Wednesday, January 07, 2015

Thoughts of a Random Thinking Woman


  • One week into #NoBareLips30 & I am still going strong. I am loving playing in my lipsticks and rocking them daily. I have about 20 new lipsticks which is more than enough for the moment. So, I won't be buying another for a minute, I swear.
  • Being super critical of yourself is tiresome. It is a habit that I have decided must go in 2015. I need to cut myself some slack on a lot of things. I 
  • It is very hard to not feel negatively towards anyone who see or hears #BlackLivesMatter and feels the need to interject with #AllLivesMatter. Because if you do not see why the first is relevant, you are so lost. Yes, all lives matter but the police are only executing Black people and leaving their blood and bodies on the streets for hours. I've lost respect for so many of my former classmates who have shown their true colors in the last few months on FB. But, it also helps cut my friends list down. I have no problem unfriending, deleting, unfollowing people I know in real life on social media. 
  • Today has been a bad hair day. Isabella (my hair) is being unruly and rude. I do not like it. Bad hair days affect my mood in the worst way. 
  • I started another blog. It's private and password protected. I need that space to get some things off my chest. I am purging. And, I do not need everyone knowing these particular thoughts. It feels great to get them out though. 
  • My friends are hilarious. I cannot stop laughing at "pass the peas like we used to do" which is a quote from the show "Martin." It makes no sense but it has had me giggling for days. Laughter is chicken soup for the soul.

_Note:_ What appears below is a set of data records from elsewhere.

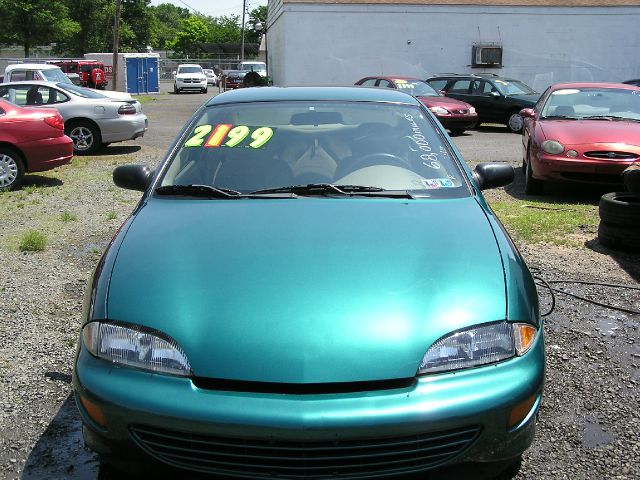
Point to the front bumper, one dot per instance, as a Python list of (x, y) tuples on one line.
[(556, 168), (182, 425)]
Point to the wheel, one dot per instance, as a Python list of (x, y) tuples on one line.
[(85, 135), (532, 186), (514, 121), (11, 169), (619, 238), (620, 208)]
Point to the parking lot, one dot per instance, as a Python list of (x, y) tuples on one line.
[(589, 425)]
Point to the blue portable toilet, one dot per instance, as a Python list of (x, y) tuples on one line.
[(137, 72)]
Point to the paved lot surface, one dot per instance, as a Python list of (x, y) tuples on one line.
[(589, 423)]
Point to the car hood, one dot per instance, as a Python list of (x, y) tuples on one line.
[(580, 132), (446, 102), (307, 290)]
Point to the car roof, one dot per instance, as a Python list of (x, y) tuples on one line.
[(559, 86), (283, 94), (32, 66)]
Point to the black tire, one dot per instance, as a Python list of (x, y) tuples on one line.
[(619, 238), (532, 186), (620, 208), (11, 169), (85, 135), (514, 121)]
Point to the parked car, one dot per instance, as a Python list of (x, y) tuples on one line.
[(92, 73), (189, 76), (212, 78), (496, 99), (455, 115), (581, 132), (91, 119), (296, 293), (51, 73), (232, 79), (31, 140)]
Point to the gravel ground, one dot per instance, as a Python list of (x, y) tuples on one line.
[(589, 425)]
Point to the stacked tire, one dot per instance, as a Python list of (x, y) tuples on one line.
[(620, 221)]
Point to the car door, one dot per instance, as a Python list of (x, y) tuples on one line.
[(488, 100)]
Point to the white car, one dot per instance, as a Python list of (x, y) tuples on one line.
[(189, 76), (90, 119), (212, 78)]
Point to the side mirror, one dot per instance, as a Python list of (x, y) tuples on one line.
[(133, 177), (492, 175), (527, 113)]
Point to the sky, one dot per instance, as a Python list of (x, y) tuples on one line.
[(214, 8)]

  • Strangely enough, my sleeping patterns has improved tremendously. I am so thankful for that. I needed this.
  • I am missing the old Kanye. Been listening to his entire catalogue (sans Yeezy because it sucks) all year. I am not a fan of his new song. The sentiment is cute, the lyrics are nice but the song is mediocre at best. I am concerned about the direction he is moving in musically. It makes me sad. 
  • The moment you realize that your prayers have been answered and your feelings have changed is a great one. Especially because you know that without it, you would have been in line for more heartache. I am thankful.
  • I hate to admit how scared I am about so many things. Especially my uncertain, cloudy future. I don't like this feeling. But, I do not know how to shake them. 
  • I cannot remember the last time I was told I love you by a certain someone. I don't know why it's bothering me so much today. Because it really doesn't matter anymore. I used to think that love was a forever type of thing. I've learned that forever means different things to different folks. In the words of Jazmine Sullivan, "forever doesn't last too long these days."
  • I want to go on a trip somewhere. Not an international one but to a city I've never been for a few days. I need a break from everyone and everything I know and am used to.